Citations sur Le dit du vivant (27)
La création est devenue de plus en plus silencieuse. Nous serons peut-être un jour les derniers bruits de nos forêts. Et c'est déjà devant des sentiers en 3D que nous courons sur les tapis roulants des salles de gymnastique.
p.286
Nous avons tous été abasourdis, choqués, en apprenant l'immolation de cet homme près de l'entrée du site. J 'ai eu du mal à contenir ma colère. Nous ne sommes pas là pour ça. Pourquoi la recherche de la lumière suscite t-elle toujours une obscure folie ? Quelle est cette force qui vient assombrir toute clarté nouvelle ?
Cela vient comme une clameur. Une clameur qui monte au loin. Une vague s'effondre là-bas avec le bruit sourd d'un train qui approche à vive allure. Ici, la nappe bouillonnante de l'écume laisse place au silence.

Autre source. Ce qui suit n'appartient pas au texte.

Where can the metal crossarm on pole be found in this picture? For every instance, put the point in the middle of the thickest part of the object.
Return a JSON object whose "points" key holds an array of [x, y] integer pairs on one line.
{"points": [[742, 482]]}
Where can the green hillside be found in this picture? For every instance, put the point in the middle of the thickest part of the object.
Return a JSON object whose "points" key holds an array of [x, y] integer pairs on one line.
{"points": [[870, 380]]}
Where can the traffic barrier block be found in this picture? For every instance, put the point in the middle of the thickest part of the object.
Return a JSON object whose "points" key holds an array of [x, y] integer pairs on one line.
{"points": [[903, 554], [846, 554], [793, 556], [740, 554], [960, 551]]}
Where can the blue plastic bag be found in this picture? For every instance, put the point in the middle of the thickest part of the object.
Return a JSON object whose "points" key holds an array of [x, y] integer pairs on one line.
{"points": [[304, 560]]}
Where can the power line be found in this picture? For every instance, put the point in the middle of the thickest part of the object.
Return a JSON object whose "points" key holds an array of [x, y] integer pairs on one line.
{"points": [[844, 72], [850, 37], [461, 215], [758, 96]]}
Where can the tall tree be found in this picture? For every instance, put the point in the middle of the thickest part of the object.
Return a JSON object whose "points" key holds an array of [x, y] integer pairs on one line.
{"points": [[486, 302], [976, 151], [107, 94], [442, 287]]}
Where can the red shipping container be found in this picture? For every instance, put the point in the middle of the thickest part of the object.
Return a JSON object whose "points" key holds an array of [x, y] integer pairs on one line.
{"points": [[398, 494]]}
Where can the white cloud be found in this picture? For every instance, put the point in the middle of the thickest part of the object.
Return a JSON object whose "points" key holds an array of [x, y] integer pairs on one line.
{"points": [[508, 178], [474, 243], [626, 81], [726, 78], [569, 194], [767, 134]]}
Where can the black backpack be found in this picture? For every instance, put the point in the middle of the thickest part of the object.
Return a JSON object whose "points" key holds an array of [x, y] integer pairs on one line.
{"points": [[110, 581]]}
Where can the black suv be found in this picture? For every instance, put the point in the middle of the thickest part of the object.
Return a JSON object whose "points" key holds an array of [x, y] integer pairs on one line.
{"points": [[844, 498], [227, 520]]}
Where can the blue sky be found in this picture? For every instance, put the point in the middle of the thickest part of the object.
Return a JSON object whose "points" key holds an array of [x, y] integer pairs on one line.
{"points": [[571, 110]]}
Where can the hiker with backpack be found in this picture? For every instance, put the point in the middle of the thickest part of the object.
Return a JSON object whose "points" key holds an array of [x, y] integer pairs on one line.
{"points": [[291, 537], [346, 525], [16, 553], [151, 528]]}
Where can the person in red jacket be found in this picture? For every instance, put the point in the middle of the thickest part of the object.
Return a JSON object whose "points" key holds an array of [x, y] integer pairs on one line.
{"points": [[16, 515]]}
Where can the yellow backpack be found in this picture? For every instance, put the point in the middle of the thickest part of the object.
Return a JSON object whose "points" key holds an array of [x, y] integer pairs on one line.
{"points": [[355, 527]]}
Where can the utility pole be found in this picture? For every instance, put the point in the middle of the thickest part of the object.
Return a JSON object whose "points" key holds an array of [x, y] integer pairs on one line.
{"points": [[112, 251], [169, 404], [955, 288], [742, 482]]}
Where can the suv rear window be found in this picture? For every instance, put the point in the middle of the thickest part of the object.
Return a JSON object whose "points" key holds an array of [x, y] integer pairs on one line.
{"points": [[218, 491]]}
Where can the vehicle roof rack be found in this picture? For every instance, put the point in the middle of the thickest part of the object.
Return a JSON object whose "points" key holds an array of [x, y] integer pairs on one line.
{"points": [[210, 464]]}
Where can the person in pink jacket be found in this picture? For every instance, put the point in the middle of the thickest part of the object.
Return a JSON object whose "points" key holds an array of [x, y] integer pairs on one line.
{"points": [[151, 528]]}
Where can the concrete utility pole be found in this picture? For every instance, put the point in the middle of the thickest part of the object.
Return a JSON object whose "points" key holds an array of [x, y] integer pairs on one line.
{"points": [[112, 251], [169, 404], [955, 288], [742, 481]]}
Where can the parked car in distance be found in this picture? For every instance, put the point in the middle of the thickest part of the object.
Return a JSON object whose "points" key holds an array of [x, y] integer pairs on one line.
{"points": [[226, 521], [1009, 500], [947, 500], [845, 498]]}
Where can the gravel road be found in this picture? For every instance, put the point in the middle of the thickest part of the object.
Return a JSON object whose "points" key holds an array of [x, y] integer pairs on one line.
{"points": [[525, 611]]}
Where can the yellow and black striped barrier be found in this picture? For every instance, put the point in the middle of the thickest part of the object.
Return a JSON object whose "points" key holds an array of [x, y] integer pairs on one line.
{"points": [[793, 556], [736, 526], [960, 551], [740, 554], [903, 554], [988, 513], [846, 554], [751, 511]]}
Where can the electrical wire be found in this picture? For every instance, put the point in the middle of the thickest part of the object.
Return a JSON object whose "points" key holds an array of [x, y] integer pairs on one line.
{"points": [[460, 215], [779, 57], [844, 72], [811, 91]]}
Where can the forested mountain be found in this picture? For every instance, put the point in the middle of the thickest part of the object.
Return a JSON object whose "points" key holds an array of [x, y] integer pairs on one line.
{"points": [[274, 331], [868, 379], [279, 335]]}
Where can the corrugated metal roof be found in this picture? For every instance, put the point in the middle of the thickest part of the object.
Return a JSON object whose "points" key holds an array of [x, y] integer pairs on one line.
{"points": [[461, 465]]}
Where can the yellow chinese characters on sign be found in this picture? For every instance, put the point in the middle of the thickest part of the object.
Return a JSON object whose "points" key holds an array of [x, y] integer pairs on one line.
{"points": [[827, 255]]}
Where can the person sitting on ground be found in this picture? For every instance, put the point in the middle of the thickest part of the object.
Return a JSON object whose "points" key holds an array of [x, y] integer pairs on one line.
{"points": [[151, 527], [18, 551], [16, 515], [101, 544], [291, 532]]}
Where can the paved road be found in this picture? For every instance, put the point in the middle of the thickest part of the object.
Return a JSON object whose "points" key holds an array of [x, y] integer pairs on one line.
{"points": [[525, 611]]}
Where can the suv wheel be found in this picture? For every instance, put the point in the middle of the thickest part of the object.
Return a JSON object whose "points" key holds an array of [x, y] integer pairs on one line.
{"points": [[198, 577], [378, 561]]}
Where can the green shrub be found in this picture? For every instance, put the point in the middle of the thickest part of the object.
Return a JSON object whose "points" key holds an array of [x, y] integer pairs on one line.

Le ruissellement cesse. La mer déglutit son reflux, d'où s'échappent quelques clapots qui s'espacent avant de disparaître. Un instant, quelque chose s'est évanoui. Dans ce vide, la vague semble gonfler vers moi. J'entends sa masse s'arracher à ce qu'elle va frapper de nouveau d'un coup. Précédée de bruits de verre pilé, de gravier et de perles, elle se rend à elle-même. Elle s'abat, s'effondre et claque. On dirait du linge battu au lavoir avant de s'émousser sur les contreforts du rivage.
J'entends sa venue toute proche, son effervescence qui éclate en milliers de bulles. Elle crépite tel un feu de broussaille, lance ses bruits d'osselets ramassés paume ouverte, saisis puis rejetés. Alors seulement reviendront en même temps le reflux et la clameur au loin. Le silence aussi, cet évanouissement secret où l'eau parle sans attendre de réponse.
p.28
Il peignait les étoiles comme on troue une histoire, en laissant le néant, pas plus grand qu'une tête d'épingle, se remplir du tout pour briller à jamais. Je me souviens qu'assis à sa table de travail, dans son atelier, tout en passant ses brosses de couleur sur le bois gravé, il s'interrogeait parfois à voix haute, posant toujours la même question. Je ne l'ai comprise que bien plus tard en remplaçant le mot "esprits" par Dieu. Il disait : "Dieu et le néant ne sont-ils pas le plein et le vide l'un de l'autre?"
p.253
Notre savoir est le reflet de nos découvertes. il en est la carte très partielle, mouvante, à l'image d'un relevé effectué dans la brume, ou trop loin de la côte pour en distinguer tous les traits.
p.81
Tout en déchiffrant les pas de l'eau sur la grève, Sandra laisse venir ses souvenirs, l'installation provisoire dans la ville de Rosemère, en périphérie de Montréal, au bord de la rivière des Mille-Îles, non loin du centre d'autistes de Terrebonne où, pour la première fois, elle entendit quelque chose de sensé à propos de la maladie de Tom. On ne lui parlait plus de trouble de l'attachement ou de faute des parents, de déficience intellectuelle ou de carence émotionnelle, mais de connexions cérébrales affectant gravement le traitement de l'information.
La langue indéchiffrable des comportements autistiques trouvait sa pierre de Rosette dans les neurosciences. Tom n'était pas coupé du monde, mais coupé du sens de l'information que recevait son cerveau. Celui-ci, mal connecté, ne fonctionnait pas comme les autres.
p.22
Son autisme...il est né avec lui,comme entre les mains d'un potier qui aurait utilisé par mégarde du bon argile mêlé de terre. Cette pièce, sortie du four, marbrée ici et là d'humus et de débris divers, contenait en elle la fragilité et l'apparence singulière que nous savons...les progrès prodigieux de Tom ont transformé ces veines de terre impropre en or.
Sur des étagères, il y avait son travail. Les céramiques réparées avec des épissures d'or se hissaient bien plus haut qu'une œuvre de potier ou son usage domestique. Cet art de trouver la beauté dans la cassure, de l'exaucer par la réparation, me touche au plus profond, je ressens avec une grande émotion la puissance de souligner la fêlure plutôt que de la cacher. p.236
Ce matin, j'ai vu passer des grues cendrées dans le ciel . Elles formaient de grands V. Profitant du vent de nord, elles se dirigeaient plein sud. On dit qu'elles volent aussi la nuit et discutent entre elles pour ne pas s'endormir. C'était beau.
Je crois que cela fait des lustres qu'on aime la nature de même que certains hommes aiment les femmes, pour eux-mêmes et jusqu'à la destruction.